FEDUCYR, MEDUCYR, EDUCYR, and SEDUCYR scale the educational information with respect to level of education. [The current variable names suggest that duration of education is the dominant concept, but this is not the case.] Education categories in the source data are recoded into an ordered set of categories on the basis of judgements that we draw from documentation in the original source, the advice of experts, and the relationship of the categories to criterion variables, such as occupational status and income.  The resulting hierarchy is then mapped into a “virtual years of schooling” metric, which is closely related (in some files identical) to the number of years it takes competent students to reach a given level.  In many data files, this results in the following metric: 6 for complete primary, 12 for complete higher secondary (university entrance level), 16 for complete university (BA), but these “anchor points” are adjusted to local educational systems. Other levels are expressed in this metric using interpolation.  The educational recode maps for each study can be found here.

Employment status

Employment status is recorded for respondent and, if available, for the spouse and is harmonized into three variables:

WORK, SWORK: 1=not employed in paid labor; 2=employed in paid labor.

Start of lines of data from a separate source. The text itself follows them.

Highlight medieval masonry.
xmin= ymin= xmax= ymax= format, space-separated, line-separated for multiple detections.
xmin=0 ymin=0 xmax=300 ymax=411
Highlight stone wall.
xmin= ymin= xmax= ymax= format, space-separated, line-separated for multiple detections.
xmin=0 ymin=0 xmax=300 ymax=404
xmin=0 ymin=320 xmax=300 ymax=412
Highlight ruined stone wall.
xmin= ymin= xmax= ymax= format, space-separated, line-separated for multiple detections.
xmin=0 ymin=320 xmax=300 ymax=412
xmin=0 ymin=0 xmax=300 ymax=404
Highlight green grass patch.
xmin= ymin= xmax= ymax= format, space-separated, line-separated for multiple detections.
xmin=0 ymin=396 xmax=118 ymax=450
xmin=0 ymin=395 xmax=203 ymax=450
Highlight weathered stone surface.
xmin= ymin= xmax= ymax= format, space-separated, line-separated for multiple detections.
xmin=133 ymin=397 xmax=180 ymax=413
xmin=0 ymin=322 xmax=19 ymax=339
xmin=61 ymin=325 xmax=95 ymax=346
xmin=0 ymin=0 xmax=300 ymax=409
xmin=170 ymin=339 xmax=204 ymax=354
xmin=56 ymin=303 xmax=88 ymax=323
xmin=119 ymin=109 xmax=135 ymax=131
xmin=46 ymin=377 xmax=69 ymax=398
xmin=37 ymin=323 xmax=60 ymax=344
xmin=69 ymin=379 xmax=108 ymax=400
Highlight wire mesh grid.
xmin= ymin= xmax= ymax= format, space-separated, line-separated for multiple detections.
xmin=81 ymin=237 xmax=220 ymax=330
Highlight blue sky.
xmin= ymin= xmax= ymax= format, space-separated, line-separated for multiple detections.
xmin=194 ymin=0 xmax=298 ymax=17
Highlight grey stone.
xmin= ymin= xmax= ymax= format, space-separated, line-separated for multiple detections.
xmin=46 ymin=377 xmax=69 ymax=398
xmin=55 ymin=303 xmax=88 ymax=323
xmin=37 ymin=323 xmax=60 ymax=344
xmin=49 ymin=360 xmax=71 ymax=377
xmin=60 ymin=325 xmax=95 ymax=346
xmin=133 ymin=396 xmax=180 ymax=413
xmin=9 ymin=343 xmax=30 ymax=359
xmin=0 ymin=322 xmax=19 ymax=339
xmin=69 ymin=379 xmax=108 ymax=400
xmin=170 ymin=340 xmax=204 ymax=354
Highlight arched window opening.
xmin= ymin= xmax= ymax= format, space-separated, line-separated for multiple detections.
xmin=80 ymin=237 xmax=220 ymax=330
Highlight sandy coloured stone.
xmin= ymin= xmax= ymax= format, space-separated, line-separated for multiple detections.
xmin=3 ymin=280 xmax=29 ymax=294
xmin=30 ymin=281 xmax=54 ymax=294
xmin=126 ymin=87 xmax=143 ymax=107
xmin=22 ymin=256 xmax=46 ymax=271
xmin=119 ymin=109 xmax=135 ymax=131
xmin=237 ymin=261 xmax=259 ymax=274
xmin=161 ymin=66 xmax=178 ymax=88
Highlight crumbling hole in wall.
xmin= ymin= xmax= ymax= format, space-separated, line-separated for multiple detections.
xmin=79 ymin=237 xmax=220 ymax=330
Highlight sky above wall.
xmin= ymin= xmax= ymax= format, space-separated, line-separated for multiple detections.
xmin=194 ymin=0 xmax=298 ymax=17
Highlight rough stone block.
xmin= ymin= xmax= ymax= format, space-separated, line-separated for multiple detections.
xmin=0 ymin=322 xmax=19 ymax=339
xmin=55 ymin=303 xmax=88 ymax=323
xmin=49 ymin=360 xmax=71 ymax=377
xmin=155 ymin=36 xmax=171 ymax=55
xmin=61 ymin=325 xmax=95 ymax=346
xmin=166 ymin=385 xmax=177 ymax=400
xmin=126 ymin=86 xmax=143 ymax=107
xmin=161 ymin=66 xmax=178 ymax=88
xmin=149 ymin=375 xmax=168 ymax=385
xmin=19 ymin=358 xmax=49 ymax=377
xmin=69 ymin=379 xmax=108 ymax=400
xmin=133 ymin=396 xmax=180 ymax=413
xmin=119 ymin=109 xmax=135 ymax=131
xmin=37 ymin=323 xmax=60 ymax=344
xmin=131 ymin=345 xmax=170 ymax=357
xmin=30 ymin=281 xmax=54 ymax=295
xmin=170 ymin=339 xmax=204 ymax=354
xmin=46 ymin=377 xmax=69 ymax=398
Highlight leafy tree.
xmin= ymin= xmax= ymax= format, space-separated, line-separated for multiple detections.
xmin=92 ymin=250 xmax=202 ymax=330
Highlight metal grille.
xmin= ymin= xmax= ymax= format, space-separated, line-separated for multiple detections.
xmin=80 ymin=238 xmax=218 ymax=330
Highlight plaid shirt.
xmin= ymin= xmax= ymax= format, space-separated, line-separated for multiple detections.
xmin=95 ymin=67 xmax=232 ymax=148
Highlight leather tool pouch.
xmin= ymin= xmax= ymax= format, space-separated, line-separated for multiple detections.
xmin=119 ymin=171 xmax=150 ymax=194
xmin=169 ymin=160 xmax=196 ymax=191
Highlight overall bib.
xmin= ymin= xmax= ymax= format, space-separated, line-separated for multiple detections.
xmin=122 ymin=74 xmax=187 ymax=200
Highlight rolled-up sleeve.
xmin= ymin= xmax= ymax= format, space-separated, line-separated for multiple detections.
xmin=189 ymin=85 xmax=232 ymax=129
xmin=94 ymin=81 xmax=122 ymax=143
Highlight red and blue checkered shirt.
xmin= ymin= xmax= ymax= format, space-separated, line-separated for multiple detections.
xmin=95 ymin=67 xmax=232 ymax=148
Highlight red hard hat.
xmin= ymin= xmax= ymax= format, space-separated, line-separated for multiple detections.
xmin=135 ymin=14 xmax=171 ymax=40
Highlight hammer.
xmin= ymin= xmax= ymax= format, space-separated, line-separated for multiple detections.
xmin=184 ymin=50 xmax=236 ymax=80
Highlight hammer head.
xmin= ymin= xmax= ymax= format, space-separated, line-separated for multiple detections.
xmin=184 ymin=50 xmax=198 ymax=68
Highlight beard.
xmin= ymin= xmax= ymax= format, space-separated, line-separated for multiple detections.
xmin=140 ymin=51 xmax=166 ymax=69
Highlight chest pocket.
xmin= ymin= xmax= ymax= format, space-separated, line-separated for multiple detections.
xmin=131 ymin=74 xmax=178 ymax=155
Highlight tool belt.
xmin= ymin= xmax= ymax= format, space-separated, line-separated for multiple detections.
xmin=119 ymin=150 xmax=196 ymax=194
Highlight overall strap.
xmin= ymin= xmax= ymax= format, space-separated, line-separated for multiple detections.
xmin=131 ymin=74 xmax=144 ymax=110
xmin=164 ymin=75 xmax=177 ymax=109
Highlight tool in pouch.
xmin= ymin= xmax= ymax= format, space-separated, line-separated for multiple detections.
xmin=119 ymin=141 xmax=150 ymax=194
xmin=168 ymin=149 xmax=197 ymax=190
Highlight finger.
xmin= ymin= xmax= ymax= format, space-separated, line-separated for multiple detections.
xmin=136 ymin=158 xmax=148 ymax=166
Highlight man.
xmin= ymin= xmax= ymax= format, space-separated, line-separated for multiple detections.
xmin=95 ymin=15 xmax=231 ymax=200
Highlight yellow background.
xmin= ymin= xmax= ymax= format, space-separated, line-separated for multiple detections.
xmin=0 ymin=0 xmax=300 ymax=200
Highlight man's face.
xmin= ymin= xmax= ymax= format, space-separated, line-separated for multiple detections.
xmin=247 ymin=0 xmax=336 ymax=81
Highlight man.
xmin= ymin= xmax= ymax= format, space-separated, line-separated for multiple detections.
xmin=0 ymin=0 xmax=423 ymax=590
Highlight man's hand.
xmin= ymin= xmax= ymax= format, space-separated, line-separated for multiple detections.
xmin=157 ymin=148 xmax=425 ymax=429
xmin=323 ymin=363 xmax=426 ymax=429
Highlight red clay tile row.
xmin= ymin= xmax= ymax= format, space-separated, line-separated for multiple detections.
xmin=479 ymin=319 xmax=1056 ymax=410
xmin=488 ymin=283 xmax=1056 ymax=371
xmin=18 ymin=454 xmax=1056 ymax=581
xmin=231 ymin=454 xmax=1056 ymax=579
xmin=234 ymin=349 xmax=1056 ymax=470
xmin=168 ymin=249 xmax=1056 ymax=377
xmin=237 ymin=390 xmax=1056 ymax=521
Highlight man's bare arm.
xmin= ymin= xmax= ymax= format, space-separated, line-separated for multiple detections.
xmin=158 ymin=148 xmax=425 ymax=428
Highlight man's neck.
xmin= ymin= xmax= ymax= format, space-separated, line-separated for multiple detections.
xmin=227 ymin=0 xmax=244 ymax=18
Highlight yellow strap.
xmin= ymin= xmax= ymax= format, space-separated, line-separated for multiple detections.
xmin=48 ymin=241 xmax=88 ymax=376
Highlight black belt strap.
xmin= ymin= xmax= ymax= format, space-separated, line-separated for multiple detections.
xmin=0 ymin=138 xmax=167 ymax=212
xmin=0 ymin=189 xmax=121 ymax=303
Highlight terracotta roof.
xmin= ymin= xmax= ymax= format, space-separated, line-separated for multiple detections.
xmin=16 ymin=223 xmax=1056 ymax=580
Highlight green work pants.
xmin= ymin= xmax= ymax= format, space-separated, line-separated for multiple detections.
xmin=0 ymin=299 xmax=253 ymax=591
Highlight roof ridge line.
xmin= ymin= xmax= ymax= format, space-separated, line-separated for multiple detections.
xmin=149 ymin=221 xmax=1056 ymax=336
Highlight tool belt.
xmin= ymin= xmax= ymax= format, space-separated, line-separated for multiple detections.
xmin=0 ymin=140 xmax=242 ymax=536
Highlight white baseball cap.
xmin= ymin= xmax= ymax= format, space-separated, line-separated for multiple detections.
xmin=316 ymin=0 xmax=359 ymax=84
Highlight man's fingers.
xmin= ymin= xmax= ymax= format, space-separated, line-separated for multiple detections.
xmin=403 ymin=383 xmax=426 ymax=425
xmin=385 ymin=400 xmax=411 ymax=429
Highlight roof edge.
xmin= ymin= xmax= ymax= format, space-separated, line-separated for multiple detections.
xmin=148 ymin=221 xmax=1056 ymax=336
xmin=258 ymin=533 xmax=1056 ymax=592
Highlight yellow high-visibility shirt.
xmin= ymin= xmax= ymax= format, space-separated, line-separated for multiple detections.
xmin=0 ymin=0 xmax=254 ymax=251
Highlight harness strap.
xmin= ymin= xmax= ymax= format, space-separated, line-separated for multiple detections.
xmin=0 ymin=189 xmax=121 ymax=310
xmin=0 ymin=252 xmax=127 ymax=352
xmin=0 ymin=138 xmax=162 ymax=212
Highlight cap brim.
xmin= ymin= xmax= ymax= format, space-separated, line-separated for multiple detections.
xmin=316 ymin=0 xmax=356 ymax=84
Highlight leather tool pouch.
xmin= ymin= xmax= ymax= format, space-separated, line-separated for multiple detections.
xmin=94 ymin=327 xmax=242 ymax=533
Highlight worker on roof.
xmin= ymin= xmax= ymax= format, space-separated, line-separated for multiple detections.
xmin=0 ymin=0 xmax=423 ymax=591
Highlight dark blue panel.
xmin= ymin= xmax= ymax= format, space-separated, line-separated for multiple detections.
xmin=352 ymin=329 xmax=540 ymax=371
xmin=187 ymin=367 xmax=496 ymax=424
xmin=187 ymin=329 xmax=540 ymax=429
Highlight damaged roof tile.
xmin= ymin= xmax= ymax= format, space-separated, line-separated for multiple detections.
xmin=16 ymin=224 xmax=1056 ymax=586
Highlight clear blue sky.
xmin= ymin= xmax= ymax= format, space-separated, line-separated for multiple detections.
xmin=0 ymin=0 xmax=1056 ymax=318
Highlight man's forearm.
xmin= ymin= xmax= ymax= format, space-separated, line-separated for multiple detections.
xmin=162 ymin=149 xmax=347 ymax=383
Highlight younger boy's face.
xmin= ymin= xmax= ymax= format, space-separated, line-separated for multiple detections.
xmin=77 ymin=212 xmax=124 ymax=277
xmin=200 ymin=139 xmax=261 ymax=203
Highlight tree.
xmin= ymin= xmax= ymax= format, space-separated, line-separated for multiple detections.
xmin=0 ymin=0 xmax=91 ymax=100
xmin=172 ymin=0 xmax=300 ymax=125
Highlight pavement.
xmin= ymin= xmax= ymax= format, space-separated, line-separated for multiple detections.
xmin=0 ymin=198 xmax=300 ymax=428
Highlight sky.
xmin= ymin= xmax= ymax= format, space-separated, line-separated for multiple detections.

HOURS, SHOURS: the number of contractual / actual hours worked per week.  When available, contractual hours are preferred over actual hours.

EMPST, SEMPST: employment status, differentiating non-employment activities: The codes are:

 (1) Work [full-time]

 (2) Work part-time

 (3) Unemployed

 (4) Schoolleaver

 (5) Student

 (6) Military

 (7) Homeworker

 (8) Retired

 (9) Disabled

 (10) Other

 (-1) NA.

Historical note: EMPST and SEMPST are later additions to the ISMF and have not yet been implemented in most of the files.


Occupation is included, as available, for father and mother (when the respondent was growing up), for the respondent (first and current/last), and for the spouse (current/last).  All files include respondent’s current/last occupation and father’s occupation, since the presence of these variables is a criterion for inclusion in the ISMF. Occupational information is stored as five sets of harmonized variables:

FSEMPL, MSEMP, SEMPL1, SEMPL, SSEMPL: 1=not self-employed, 2=self-employed.

FSUPVIS, MSUPVIS, SUPVIS1, SUPVIS, SSUPVIS: the number of subordinates.  When a range is given in the source, the midpoint of the range is coded.

FOCC, MOCC, OCC1, OCC, SOCC: the original occupation codes, using LABNR as initial digits. Labels for these occupations are contained in separate modules.  See here.

FISCO, MISCO, ISCO1, ISCO, SISCO: recodes to the 1968 categories of the International Labour Office 1968 International Standard Classification of Occupations. See here.

FISKO, MISKO, ISKO1, ISKO, SISKO: recodes to the 1988 categories of the International Labour Office 1988 International Standard Classification of Occupations. See here.

The conversions of the original occupation codes into ISCO and ISKO codes were carried out independently.  The conversion maps are available as stand-alone SPSS modules. 

Historical note: The inclusion of measures of mother’s occupation is a recent addition to the ISMF and has not yet been implemented in all of the files.


PINC, HINC: income measures for personal or household income. The metric used is that of the original currency. Intervals are expressed by their category midpoints (plausible values for open top and bottom categories). For international comparisons this metric should be transformed by within-file logarithms.